新辅助化疗正成为局部晚期乳腺癌的标准治疗方法。本研究旨在确定新辅助化疗后原发性肿瘤的病理反应是否可预测腋窝淋巴结状态,从而用于识别那些手术可有效局限于先前原发性肿瘤部位活检而无需腋窝清扫的患者。
1992年至1996年间,170例连续的局部晚期乳腺癌患者参加了一项前瞻性试验,接受四个周期的术前5-氟尿嘧啶、阿霉素和环磷酰胺治疗。在术前化疗开始前及手术前对疾病进行分期。首先进行腋窝淋巴结清扫的节段性切除或改良根治性乳房切除术,随后进行乳房(或胸壁)及区域淋巴结的术后化疗和放疗。分析了与新辅助化疗后原发性肿瘤病理反应完全或不完全相关的患者和肿瘤特征,以及手术时原发性乳腺肿瘤病理反应与腋窝淋巴结状态之间的相关性。

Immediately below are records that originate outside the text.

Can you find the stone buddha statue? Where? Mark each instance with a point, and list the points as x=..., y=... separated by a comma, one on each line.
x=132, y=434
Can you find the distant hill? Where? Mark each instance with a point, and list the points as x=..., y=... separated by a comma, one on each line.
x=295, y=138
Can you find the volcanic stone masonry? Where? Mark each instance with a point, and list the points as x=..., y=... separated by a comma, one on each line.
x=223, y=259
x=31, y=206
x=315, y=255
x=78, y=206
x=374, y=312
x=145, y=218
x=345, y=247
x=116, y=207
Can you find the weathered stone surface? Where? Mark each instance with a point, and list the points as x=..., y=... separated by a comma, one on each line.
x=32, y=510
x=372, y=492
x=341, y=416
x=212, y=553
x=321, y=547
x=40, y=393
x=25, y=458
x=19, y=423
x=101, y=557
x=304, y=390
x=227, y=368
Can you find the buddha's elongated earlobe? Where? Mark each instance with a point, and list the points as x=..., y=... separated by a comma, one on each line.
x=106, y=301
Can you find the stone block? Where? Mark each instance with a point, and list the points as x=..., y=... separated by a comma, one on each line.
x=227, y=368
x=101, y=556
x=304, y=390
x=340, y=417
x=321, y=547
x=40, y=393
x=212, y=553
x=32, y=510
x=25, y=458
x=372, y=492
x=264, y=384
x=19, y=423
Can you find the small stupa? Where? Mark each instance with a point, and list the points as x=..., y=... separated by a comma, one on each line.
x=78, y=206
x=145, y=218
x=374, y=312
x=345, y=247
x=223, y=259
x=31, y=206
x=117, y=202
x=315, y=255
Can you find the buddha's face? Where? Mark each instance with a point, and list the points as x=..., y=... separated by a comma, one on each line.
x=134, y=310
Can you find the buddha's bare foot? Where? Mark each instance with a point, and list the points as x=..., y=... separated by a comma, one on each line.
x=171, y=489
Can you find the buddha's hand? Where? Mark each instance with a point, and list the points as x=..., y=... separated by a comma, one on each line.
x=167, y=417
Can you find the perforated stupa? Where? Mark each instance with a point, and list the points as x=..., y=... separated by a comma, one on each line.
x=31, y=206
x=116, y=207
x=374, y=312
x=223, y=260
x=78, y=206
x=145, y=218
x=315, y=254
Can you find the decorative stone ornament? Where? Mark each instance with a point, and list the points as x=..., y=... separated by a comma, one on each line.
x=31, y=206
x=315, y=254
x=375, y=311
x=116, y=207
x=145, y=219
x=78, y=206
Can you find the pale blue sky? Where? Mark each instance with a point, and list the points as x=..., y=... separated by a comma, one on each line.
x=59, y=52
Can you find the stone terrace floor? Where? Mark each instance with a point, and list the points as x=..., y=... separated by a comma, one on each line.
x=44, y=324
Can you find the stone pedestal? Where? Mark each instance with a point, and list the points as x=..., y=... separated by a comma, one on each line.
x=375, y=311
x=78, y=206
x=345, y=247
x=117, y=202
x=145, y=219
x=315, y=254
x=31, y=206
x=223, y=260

在156例可评估患者中,30例(19%)患者的原发性乳腺肿瘤在诱导化疗后根据组织学评估完全消除。这30例患者中有19例(63%)在清扫时腋窝淋巴结阴性,相比之下,40例原发性肿瘤病理反应接近完全(残留≤1 cm³)的患者中有13例(33%)腋窝淋巴结阴性,而86例乳腺原发性病理标本中残留肿瘤>1 cm³的患者中只有15例(17%)腋窝淋巴结阴性。在诱导化疗后乳房病理反应完全且临床腋窝阴性的22例患者中,腋窝清扫发现4例淋巴结阳性。这4例患者只有一两个阳性淋巴结。
由于新辅助化疗后原发性肿瘤的初始临床退缩被认为是一个良好的预后指标,并且由于局部晚期乳腺癌患者常规接受局部和区域放疗,随后进行额外化疗,乳房和腋窝手术的作用受到质疑。在本研究中,原发性肿瘤对诱导化疗的完全病理反应高度预测腋窝淋巴结阴性状态。因此,对于原发性肿瘤经活检证实病理反应完全且临床腋窝检查阴性的某些患者亚组,可能无需进行腋窝淋巴结清扫。需要进一步的前瞻性随机研究来证实这一发现。